The 2025 Braga Open was a professional tennis tournament played on clay courts. It was the seventh edition of the tournament which was part of the 2025 ATP Challenger Tour. It took place in Braga, Portugal between 29 September and 5 October 2025.

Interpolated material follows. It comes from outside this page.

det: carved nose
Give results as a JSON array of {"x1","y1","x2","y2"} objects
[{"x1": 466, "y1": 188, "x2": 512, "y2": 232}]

==Singles main-draw entrants==
===Seeds===

| Country | Player | Rank^{1} | Seed |
|---|---|---|---|
| ESP | Carlos Taberner | 108 | 1 |
| ESP | Roberto Carballés Baena | 113 | 2 |
| PER | Ignacio Buse | 116 | 3 |
| DEN | Elmer Møller | 117 | 4 |
| POR | Jaime Faria | 118 | 5 |
| SRB | Dušan Lajović | 125 | 6 |
| ITA | Andrea Pellegrino | 134 | 7 |
| ARG | Marco Trungelliti | 143 | 8 |

- ^{1} Rankings are as of 22 September 2025.

===Other entrants===
The following players received wildcards into the singles main draw:
- POR Pedro Araújo
- POR Tiago Pereira
- POR Francisco Rocha

The following players received entry from the qualifying draw:
- BEL Buvaysar Gadamauri
- DEN Johannes Ingildsen
- FRA Lilian Marmousez
- IND Sumit Nagal
- GER Henri Squire
- POR Tiago Torres

The following players received entry as lucky losers:
- ESP Javier Barranco Cosano
- NED Max Houkes

==Champions==
===Singles===

- CRO Luka Mikrut def. LTU Vilius Gaubas 6–3, 6–4.

===Doubles===

- BRA Marcelo Demoliner / BRA Orlando Luz def. BUL Alexander Donski / SRB Stefan Latinović 7–5, 5–7, [10–7].